With three children under the age of four, I’m challenged with keeping little bodies safe, fed, clean and happy. They depend entirely on me for those things. You take for granted how easy it is to keep yourself safe, fed, clean and happy – especially if you’ve got a messy child, or a child going through a growth spurt, or a child who is too brave for his own good. Here are a few reasons I think that having three little children depending on you is difficult:

  1. Mobility. You’re always trying to keep track of who can reach what and how quickly and in what way. I’ve got a three year old daughter who basically has her run of the house. There’s pretty much nothing she can’t get to. If she’s too short, she moves a chair to give her a boost. I have an almost two year old son who is a thief. He can find pretty much anything I hide or keep out of sight. I have a two month old son who is completely immobile… for now. But the first time he rolls over? Gone are the days of sitting him on our bed while I get things done. When will he roll over? I hope I don’t find out the hard way.
  2. Car Seats. I’ve got three children in large, five-point harness car safety seats. That means I have to drive a car big enough to accommodate this. Just before we had our third, we sold my Camry (2003, baby!) and got a (large-ish) mid-size SUV, complete with captain’s seats and a third row. It is enough room to fit all three seats, and even hold another adult back there somewhere, but I’m realizing how annoying it is that not a single one of my kids can buckle themselves in. I have to strap in each and every one of them when we get in the car, including the ones in the back row. Heaven forbid I’m wearing a dress, or the neighbors get a show while I’m getting the kids in the car.
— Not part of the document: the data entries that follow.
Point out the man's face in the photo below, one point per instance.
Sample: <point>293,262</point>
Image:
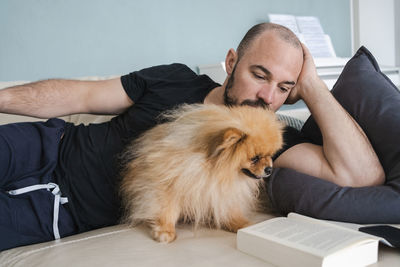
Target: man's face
<point>265,74</point>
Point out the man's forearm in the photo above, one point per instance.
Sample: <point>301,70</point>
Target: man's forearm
<point>345,145</point>
<point>43,99</point>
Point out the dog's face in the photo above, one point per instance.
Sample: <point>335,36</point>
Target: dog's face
<point>248,153</point>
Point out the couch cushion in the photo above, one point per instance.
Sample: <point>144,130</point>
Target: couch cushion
<point>374,102</point>
<point>371,98</point>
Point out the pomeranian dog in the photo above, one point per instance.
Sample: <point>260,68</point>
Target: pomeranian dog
<point>204,166</point>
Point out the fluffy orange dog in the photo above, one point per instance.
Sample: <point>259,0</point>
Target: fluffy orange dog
<point>203,166</point>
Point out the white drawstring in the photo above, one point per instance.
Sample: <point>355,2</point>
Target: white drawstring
<point>57,200</point>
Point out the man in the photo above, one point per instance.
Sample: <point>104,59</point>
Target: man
<point>269,68</point>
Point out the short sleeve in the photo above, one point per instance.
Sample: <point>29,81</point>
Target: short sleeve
<point>137,83</point>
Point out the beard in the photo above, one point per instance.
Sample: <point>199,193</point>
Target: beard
<point>232,101</point>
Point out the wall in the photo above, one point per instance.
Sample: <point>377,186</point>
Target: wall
<point>71,38</point>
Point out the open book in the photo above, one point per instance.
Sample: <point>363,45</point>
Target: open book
<point>309,30</point>
<point>299,240</point>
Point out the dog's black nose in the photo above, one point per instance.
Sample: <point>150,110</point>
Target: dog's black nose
<point>268,171</point>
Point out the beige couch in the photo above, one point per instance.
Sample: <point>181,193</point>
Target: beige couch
<point>122,246</point>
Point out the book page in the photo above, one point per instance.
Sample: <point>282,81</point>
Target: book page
<point>309,30</point>
<point>352,226</point>
<point>320,238</point>
<point>288,21</point>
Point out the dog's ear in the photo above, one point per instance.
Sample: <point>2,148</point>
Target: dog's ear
<point>227,138</point>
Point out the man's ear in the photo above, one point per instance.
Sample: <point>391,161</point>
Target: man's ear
<point>230,61</point>
<point>225,139</point>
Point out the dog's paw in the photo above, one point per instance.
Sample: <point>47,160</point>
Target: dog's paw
<point>163,236</point>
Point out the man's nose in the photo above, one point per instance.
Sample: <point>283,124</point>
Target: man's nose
<point>267,93</point>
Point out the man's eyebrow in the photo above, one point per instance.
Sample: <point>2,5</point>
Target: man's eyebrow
<point>269,74</point>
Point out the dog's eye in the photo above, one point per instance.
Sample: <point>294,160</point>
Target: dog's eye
<point>255,159</point>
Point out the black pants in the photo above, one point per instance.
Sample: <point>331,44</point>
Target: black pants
<point>28,156</point>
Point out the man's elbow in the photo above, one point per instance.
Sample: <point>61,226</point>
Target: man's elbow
<point>372,177</point>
  3. Meal Time. This, all things considered, isn’t as bad as it could be. Most of the time, my big kids are great eaters. They eat what Hubby and I eat, almost without fail. My youngest is obviously not eating, but taking bottles, so he needs someone to feed it to him, unless we time it to happen right before or after. But when the rest of us sit down to eat, there are two main issues. My threenager can’t sit in her chair for more than 90 seconds at a time (We end up threatening to throw her food away. She knows she has to be finished to get up, so if she’s up, we “assume she’s finished” and tell her we’re throwing the food away) and my not-quite-two year old eats great for most of the meal, and when he’s done, his plate and the rest of the food hit the floor immediately, with no warning. Hubby and I share meal duty: one is always convincing EK to stay seated, and the other is always on the lookout for flying food/utensils from J.
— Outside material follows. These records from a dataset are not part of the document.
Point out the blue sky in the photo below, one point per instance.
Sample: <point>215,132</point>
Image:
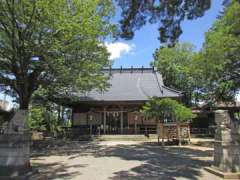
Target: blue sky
<point>138,51</point>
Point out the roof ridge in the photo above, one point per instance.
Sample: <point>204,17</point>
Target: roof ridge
<point>180,92</point>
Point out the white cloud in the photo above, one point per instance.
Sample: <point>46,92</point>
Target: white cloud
<point>119,49</point>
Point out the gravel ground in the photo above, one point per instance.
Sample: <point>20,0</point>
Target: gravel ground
<point>117,160</point>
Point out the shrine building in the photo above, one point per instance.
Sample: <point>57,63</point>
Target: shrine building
<point>117,110</point>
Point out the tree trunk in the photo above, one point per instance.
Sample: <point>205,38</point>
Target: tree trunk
<point>24,99</point>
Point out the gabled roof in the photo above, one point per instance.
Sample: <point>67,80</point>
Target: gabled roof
<point>130,84</point>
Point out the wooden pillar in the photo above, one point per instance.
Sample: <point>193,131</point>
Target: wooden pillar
<point>121,120</point>
<point>104,120</point>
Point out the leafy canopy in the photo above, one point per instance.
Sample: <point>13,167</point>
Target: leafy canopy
<point>167,109</point>
<point>168,14</point>
<point>57,45</point>
<point>175,64</point>
<point>219,60</point>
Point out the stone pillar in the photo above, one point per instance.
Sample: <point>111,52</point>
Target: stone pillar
<point>121,121</point>
<point>227,143</point>
<point>14,154</point>
<point>15,147</point>
<point>104,120</point>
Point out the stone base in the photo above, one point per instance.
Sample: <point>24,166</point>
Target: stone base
<point>14,155</point>
<point>224,175</point>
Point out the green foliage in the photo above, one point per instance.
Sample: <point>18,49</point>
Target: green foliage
<point>167,109</point>
<point>219,58</point>
<point>168,14</point>
<point>213,74</point>
<point>55,44</point>
<point>175,65</point>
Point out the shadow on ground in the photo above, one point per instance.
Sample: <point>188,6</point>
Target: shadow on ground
<point>158,162</point>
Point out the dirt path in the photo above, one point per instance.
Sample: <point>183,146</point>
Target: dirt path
<point>119,160</point>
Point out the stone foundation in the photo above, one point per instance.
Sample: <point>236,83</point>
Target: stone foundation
<point>226,145</point>
<point>14,154</point>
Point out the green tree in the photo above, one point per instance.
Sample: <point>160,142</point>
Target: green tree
<point>219,60</point>
<point>176,66</point>
<point>167,109</point>
<point>168,14</point>
<point>56,45</point>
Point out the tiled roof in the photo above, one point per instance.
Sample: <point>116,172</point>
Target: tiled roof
<point>132,84</point>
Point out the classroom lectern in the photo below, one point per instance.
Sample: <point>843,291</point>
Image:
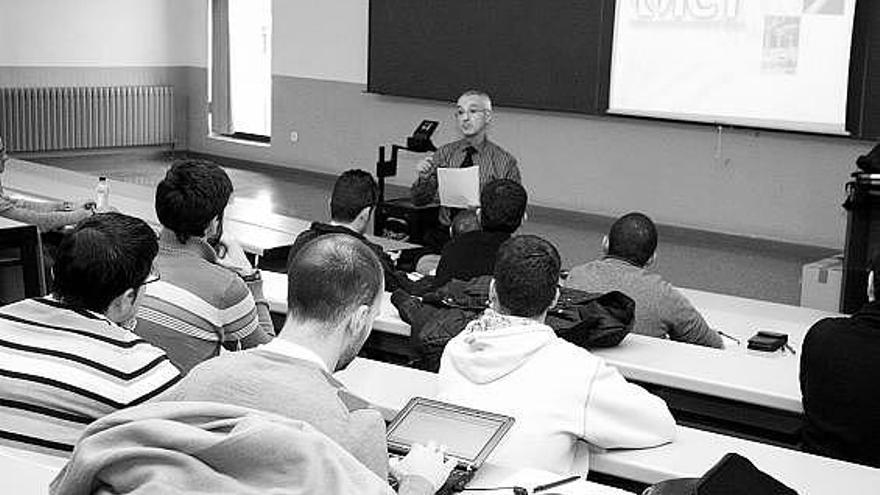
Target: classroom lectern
<point>862,238</point>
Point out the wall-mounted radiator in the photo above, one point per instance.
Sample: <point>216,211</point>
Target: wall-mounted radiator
<point>48,119</point>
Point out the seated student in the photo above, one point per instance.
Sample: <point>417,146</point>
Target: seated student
<point>630,247</point>
<point>334,293</point>
<point>503,204</point>
<point>45,215</point>
<point>466,221</point>
<point>838,383</point>
<point>70,358</point>
<point>510,362</point>
<point>184,448</point>
<point>207,297</point>
<point>352,204</point>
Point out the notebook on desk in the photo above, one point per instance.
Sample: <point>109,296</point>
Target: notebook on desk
<point>469,435</point>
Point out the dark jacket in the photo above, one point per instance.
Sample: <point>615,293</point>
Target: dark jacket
<point>394,279</point>
<point>584,319</point>
<point>840,372</point>
<point>469,255</point>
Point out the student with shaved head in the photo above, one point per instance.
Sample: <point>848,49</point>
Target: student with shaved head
<point>661,311</point>
<point>335,287</point>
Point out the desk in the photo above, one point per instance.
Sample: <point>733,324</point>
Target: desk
<point>256,228</point>
<point>6,222</point>
<point>733,373</point>
<point>28,473</point>
<point>693,452</point>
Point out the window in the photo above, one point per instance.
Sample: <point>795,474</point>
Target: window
<point>241,69</point>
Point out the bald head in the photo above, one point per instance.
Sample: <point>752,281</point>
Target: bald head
<point>330,277</point>
<point>633,237</point>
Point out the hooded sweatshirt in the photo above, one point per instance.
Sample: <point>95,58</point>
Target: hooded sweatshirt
<point>557,392</point>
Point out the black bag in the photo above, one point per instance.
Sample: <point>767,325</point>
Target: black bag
<point>585,319</point>
<point>732,475</point>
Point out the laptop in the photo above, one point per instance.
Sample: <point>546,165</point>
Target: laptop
<point>469,435</point>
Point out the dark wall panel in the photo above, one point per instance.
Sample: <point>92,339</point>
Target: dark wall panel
<point>542,54</point>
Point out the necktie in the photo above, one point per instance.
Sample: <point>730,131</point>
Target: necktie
<point>469,153</point>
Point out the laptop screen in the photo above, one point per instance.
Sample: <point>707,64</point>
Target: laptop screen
<point>468,434</point>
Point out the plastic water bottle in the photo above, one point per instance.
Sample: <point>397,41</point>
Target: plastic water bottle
<point>102,193</point>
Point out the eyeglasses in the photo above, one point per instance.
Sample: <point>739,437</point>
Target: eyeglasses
<point>152,277</point>
<point>470,112</point>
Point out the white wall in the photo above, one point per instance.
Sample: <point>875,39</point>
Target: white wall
<point>320,39</point>
<point>106,33</point>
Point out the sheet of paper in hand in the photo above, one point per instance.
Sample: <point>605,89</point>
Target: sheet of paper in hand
<point>459,187</point>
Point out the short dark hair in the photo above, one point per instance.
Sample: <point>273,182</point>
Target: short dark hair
<point>465,221</point>
<point>192,194</point>
<point>330,277</point>
<point>633,237</point>
<point>102,257</point>
<point>502,205</point>
<point>526,275</point>
<point>354,190</point>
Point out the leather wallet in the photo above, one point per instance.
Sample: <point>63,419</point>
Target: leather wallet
<point>768,341</point>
  4. Lack of Self-Sufficiency. Sometimes, I take for granted how self-sufficient EK is. At 3 1/2, she usually goes to the bathroom by herself, she can dress herself, feed herself (if I make the food, of course), move herself around (with less concern about her running off) and basically entertain herself. With J, I’m still changing his diapers, dressing him (he’s at least getting more helpful with that), making sure he doesn’t run away, fall off something, or spill my favorite nail polish all over my bedroom floor (oh wait, that happened last week). And D? Well obviously at two months old I’m doing everything for him. I don’t mind – really, I don’t. But sometimes, it’s nice to go out to lunch with mygirlfriends and not have to order their food, ask them not to spill their water in their laps, and keep them from throwing the plate in the floor when they’re done. I don’t even have to take them to the potty!
  5. Bedtime. Every single one of them needs (or thinks they need) a long one-on-one with both parents at bedtime. They all also need (or think they need) to go to bed around the same time. We end up tag-teaming. We have a pretty good routine, but especially now that we’ve added a third kid with the same bedtime into the mix, we have had to get creative. Rotating through rooms, lullabies, soothing promises of tomorrow, and a little extra screen time have saved us from heartache, but also lengthened the time between family dinner and grown up freedom considerably.

My family is good crazy, needy and wonderful. Each day is an adventure, full of giggles, snuggles, messes and walking really slowly. Just surviving a day is the most hilarious, challenging, and heartwarming thing I could ever do.